Monday, August 19, 2013

To Teach or Not to Teach?

That was the question. Whether it was nobler to suffer the daily humiliation of low pay, ignorant administrators, and slacker students or actually pay my own bills, without having to rely on friends and loved ones to bail my over-educated ass out of financial despair.

Some of you may remember that a couple of weeks ago, I got a call from my former department head at the Colledge, asking me to teach 2 sections of Spanish from 11AM-1PM on MWF this semester. As I'd been unemployed since June & under-employed since January, I initially said yes. It was one of those "when it rains, it pours" type situations, as I'd just gotten back my old job at Olivier's Restaurant in the French Quarter and I was gearing up for Tuesdays & Thursdays at the Med Skool to get started. After 2 months of being unemployed and with all my bills having "PAST DUE" stamped all over them, it seemed like a godsend.

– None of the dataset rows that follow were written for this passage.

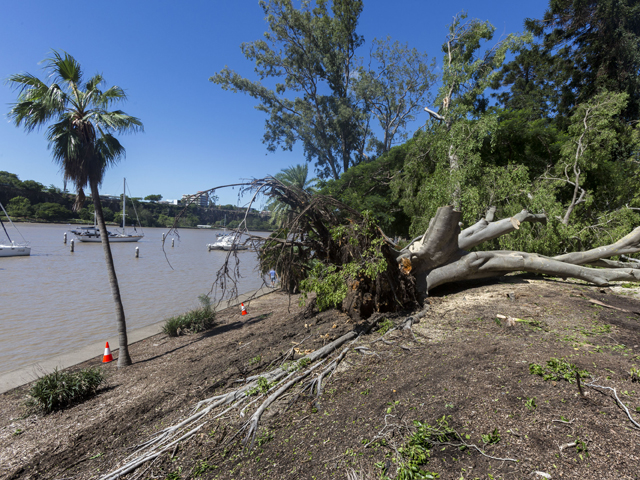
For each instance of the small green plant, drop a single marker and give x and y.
(262, 387)
(558, 370)
(417, 450)
(202, 467)
(531, 403)
(581, 447)
(60, 389)
(194, 321)
(255, 360)
(331, 282)
(177, 475)
(385, 326)
(265, 438)
(303, 362)
(393, 405)
(491, 438)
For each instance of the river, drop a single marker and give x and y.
(55, 300)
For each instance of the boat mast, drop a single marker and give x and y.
(3, 227)
(124, 200)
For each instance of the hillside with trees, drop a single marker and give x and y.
(31, 201)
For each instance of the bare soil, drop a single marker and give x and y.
(461, 362)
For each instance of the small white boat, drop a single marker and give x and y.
(11, 248)
(92, 234)
(226, 241)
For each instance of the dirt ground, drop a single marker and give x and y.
(462, 364)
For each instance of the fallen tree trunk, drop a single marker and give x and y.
(440, 256)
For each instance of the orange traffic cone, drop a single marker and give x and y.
(107, 354)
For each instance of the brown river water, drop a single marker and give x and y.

Then I gave myself some time to really sit down and think about what this semester would look like:
Taking 2 buses every morning on MWF to get to Colledge (while carrying a change of clothes for my restaurant shift, not to mention whatever supplies I'd need for class) and then a 3rd bus to go downtown and work at the restaurant, and a 4th bus to go home after the restaurant closed at 10PM. TTH would be a bit more relaxed, as it only takes 1 bus to get back & forth from the Med Skool, and my days there generally start around 1PM. Saturday nights would be tied up at the restaurant, as that is a big $$$ night, so that would only leave me Sundays for laundry, errands, and personal entertainment. I found myself feeling exhausted just thinking about it all, and that was before I remembered how much out of class time it takes to grade tests and homework.

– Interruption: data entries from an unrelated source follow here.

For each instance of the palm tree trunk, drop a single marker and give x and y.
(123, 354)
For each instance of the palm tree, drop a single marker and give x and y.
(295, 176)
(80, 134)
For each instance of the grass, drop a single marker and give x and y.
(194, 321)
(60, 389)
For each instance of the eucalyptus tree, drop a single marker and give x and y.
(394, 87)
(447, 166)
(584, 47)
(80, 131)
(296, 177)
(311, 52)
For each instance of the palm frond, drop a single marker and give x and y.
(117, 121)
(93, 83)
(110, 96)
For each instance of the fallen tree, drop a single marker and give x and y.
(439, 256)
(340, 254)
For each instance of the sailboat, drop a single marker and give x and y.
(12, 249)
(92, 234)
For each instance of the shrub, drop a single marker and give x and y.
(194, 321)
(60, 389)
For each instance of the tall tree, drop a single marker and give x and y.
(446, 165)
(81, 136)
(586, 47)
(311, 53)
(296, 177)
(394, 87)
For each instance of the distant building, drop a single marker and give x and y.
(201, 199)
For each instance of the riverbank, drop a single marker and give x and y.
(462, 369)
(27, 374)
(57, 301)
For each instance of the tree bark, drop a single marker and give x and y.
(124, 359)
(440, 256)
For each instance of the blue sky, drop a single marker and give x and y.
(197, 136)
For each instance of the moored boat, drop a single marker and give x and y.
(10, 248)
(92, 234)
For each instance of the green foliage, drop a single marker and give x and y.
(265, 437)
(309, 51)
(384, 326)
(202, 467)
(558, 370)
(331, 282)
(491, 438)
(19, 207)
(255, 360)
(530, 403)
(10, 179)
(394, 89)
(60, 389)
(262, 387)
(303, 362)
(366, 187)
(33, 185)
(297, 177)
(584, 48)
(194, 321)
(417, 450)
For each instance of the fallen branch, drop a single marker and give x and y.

I read back over my blogs from this time last year, and remembered how unhappy I was then. How many days I woke up and just stared at the cracks in my ceiling, hoping the whole damn house would cave in just so I wouldn't have to drag myself across town, wondering if this was why I'd put in so much work to get a Master's Degree.

I tried to be more objective. I wrote a list of pros & cons about working at the Colledge. It looked something like this:

Pros:
Looks good on a résumé (but does it, really?)
Respectable (but is it, really?)

Cons:
Takes at least 1 month (2 pay cycles) to get the 1st paycheck
It took over 6 weeks for the Colledge to give me the password for my email.
Colledge doesn't take out state taxes (this year I owe LA $150 bc of that)
Taking 2 buses to get there.
Not having an office or any place to meet with students outside of class.
Unpaid meetings and professional development sessions.
No benefits (insurance, etc)
Based on a rumor I heard about adjunct teachers getting a raise, the pay works out to be $138 (pre-taxes) per class per week.

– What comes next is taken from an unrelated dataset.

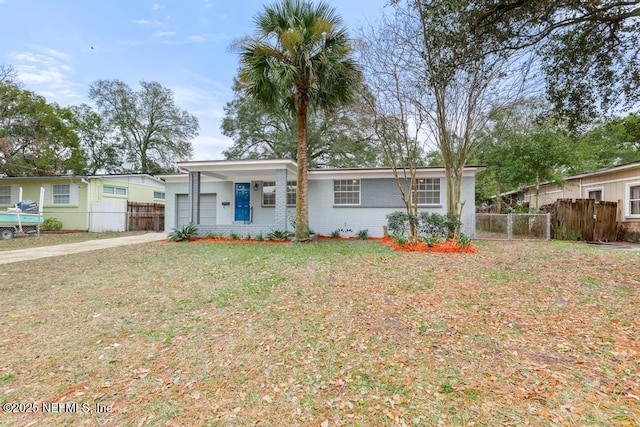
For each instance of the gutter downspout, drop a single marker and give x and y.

I stopped at the last item. I was all sad and angry and irate at how little my time was valued by the Colledge (and the educational system in a bigger sense, this stuff is quite typical for adjuncts) and the decision wasn't so agonizing. I average just about $138 per NIGHT at the restaurant. There haven't been many times in my life that I've been in a position to turn down work, but  I was glad to be able to Just Say No to being exploited by the Higher Education System.

As I reflected on it, working as an adjunct teacher  at Colledge just seems like a really stupid thing for me to do. I'm a lot of things, Gentle Readers, but stupid is not one of them.